The option Plinsky presented would place the $2.9 million in the county’s general fund to pay for ongoing county operations and transfer “up to” an equal amount of revenue from the 1-cent sales tax out of the county’s general fund to the capital fund to finance jail improvements.
The referendum language voters approved in 1994 specifically authorizes use of the county’s 1-cent sales tax revenue for jail improvements.
The county received $7.17 million in 2017 from the 1-cent sales tax, Plinsky said. Half of the tax’s annual revenue is placed in the general fund, where it helps reduce the amount of property tax revenue needed to keep the county running. The other half is transferred to the county’s capital fund to make annual payments for bonds issued for the county jail, Public Works Building and the 911 Communications Center.

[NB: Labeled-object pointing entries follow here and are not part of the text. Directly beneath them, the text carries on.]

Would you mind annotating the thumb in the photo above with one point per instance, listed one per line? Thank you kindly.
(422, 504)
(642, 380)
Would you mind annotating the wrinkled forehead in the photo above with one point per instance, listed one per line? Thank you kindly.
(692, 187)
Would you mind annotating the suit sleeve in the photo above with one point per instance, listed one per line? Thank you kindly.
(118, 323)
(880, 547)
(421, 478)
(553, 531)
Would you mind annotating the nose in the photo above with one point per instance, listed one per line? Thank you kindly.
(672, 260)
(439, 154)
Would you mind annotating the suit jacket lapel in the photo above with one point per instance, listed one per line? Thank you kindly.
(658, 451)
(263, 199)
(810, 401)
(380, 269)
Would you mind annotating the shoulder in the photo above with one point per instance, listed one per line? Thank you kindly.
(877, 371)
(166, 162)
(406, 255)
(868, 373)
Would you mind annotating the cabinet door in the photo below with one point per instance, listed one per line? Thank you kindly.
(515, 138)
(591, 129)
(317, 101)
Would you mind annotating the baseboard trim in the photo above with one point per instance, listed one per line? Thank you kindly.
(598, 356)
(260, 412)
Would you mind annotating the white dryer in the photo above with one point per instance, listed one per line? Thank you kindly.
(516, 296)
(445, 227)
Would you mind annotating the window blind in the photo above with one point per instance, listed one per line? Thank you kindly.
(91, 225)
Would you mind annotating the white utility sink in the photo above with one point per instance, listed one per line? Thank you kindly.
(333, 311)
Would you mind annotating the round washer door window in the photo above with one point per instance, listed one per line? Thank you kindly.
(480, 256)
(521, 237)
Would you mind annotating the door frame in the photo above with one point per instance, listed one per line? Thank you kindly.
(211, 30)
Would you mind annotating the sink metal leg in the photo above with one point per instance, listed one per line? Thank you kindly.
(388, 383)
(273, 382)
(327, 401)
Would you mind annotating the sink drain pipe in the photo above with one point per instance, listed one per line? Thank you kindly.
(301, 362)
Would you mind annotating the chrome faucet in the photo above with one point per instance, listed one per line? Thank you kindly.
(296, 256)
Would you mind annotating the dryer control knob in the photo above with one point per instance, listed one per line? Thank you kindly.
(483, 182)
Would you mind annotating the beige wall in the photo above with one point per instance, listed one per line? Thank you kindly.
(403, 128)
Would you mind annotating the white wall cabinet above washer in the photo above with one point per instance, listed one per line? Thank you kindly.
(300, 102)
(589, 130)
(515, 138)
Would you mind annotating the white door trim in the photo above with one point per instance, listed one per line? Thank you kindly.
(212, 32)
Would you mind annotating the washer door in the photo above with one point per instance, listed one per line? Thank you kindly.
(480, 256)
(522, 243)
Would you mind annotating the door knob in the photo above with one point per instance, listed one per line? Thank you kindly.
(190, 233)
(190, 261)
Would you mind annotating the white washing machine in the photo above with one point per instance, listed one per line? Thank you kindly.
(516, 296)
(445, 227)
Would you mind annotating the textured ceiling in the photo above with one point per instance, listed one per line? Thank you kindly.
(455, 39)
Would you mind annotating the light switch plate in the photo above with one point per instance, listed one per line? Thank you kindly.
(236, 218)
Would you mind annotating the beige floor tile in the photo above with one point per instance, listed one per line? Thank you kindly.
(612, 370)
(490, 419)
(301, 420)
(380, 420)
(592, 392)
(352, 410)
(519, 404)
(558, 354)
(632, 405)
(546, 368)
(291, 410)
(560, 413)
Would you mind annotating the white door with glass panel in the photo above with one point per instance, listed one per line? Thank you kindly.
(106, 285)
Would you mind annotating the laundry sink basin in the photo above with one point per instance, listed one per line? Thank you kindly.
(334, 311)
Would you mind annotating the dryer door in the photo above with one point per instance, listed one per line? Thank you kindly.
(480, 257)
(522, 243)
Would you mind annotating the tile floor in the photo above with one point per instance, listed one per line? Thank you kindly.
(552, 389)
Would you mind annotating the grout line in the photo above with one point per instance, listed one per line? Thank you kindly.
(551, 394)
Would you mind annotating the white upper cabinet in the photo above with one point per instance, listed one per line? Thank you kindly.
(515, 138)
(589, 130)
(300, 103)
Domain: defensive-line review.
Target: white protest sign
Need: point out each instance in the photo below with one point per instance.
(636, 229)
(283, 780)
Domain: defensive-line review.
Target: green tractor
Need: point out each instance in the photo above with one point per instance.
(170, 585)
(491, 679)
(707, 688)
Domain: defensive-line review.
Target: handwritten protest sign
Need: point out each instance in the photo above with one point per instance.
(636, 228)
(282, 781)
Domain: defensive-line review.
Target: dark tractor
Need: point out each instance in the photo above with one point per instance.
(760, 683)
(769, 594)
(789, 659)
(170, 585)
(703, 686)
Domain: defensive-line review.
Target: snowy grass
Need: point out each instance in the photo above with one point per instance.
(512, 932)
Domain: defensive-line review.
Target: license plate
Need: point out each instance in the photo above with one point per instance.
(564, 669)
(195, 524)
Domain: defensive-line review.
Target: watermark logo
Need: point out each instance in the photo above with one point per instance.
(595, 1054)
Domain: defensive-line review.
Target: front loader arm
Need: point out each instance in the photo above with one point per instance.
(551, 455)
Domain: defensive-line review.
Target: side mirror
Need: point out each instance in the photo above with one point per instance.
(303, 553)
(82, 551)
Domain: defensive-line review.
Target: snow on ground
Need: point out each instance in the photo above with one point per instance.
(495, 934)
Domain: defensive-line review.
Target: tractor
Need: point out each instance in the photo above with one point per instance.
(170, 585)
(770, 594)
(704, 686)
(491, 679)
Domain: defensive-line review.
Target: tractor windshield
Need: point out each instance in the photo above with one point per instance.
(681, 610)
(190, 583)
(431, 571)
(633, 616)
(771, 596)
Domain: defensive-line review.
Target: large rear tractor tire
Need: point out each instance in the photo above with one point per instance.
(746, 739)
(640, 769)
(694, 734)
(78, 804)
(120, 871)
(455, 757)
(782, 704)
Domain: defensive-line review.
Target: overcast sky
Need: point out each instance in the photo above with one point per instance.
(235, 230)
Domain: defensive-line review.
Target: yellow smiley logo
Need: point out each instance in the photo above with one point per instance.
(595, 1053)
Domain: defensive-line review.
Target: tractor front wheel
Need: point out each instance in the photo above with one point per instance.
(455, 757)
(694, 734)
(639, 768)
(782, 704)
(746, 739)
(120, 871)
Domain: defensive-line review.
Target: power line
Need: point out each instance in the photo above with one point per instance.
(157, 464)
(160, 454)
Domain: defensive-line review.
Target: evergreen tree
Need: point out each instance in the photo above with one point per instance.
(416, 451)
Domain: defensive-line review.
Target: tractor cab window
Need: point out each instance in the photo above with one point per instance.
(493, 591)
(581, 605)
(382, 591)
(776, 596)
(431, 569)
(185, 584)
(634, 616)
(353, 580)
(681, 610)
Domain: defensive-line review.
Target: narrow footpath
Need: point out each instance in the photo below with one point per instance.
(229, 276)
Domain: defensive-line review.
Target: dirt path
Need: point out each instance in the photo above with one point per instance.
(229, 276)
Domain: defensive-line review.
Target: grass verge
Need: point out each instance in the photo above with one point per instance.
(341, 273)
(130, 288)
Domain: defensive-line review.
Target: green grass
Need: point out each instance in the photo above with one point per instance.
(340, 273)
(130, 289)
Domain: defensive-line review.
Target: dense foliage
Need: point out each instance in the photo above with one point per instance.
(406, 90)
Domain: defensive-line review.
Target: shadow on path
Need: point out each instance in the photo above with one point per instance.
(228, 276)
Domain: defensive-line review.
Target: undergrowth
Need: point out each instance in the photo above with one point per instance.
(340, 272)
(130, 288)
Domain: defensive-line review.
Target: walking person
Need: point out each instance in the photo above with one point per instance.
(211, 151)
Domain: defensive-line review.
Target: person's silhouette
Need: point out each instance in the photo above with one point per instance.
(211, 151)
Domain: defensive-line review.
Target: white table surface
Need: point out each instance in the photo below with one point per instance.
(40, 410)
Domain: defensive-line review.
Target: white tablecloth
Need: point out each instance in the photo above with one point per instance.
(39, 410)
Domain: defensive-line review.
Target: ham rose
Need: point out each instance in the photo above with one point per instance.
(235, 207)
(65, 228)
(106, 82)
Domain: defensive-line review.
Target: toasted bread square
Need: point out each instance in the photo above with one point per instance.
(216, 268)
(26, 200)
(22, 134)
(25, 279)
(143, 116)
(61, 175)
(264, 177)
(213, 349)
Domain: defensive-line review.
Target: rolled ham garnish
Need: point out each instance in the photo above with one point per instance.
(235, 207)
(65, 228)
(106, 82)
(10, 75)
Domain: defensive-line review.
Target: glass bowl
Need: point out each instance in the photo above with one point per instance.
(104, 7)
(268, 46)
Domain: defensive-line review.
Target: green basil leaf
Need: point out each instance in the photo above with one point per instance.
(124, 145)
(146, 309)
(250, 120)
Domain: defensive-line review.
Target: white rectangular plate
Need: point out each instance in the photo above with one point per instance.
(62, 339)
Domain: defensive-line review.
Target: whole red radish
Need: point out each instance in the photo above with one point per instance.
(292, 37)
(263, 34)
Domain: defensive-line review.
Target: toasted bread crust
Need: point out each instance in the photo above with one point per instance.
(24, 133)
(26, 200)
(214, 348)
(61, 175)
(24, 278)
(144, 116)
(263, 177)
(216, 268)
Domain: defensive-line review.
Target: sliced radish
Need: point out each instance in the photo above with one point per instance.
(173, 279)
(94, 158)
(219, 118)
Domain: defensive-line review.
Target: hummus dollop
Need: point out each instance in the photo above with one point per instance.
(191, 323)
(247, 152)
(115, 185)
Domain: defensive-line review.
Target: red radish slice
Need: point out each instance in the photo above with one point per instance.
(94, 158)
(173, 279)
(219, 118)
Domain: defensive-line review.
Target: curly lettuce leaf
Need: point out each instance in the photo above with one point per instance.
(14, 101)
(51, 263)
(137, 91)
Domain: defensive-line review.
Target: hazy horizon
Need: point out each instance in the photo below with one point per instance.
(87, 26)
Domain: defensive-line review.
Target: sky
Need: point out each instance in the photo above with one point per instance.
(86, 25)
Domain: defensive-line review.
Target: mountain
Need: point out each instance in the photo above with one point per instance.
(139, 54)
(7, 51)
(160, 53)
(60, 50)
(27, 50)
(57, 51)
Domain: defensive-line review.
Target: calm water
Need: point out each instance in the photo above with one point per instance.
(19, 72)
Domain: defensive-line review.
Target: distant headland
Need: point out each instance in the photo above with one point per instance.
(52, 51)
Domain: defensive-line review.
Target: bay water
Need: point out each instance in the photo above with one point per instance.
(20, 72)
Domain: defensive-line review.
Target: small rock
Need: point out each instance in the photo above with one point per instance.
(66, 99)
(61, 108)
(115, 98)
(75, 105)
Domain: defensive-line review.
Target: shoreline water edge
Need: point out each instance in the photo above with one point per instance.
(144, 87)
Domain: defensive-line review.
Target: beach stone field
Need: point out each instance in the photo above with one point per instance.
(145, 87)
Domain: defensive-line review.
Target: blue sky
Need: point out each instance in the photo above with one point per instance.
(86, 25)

Dave MacGillivray, of the county’s financial consulting firm Springstead Inc., told commissioners last month the county has a very good bond rating. Plinsky said she anticipated the interest rate on any bonds backed only by sales taxes would have as low an interest rate as a general obligation bond, which would be backed by all the county’s revenue sources.
This year’s two bond referendums provide context to what “up to” $2.9 million in annual bond payments could finance. The $44 million jail expansion that Proposition 1 would have funded required an estimated $3 million annual payment on 20-year bonds, County Administrator Craig Weinaug said. The $11 million behavioral health campus to be funded with the quarter-cent sales tax voters approved last month will require an annual payment of $750,000 on 20-year bonds.
The lengthy commitment of bond payments is a concern, said Patrick Wilbur of the Lawrence Sunset Alliance, a taxpayer watchdog group that opposed Proposition 1. A future county commission could end a cash-in-hand approach to jail expansion, but all future commissions would be committed to making annual bond payments until that debt was paid off, he said.
“It does tie up future commissions,” he said. “There’s nothing illegal or underhanded about it, but they should acknowledge they are debt financing the expansion.”
As a group, the Lawrence Sunset Alliance was prepared to support the use of temporary modular cell units, so that farmed-out inmates could be brought back to the county where they could take full advantage of the jail’s re-entry program. The county might not need a permanent jail expansion because of the success of its re-entry program in reducing recidivism, Wilbur said.
Bunting told commissioners last month that modulars were not a good solution to jail overcrowding because they were not as secure as traditional cell blocks and would cost more to install and operate than the county is now paying to farm out inmates.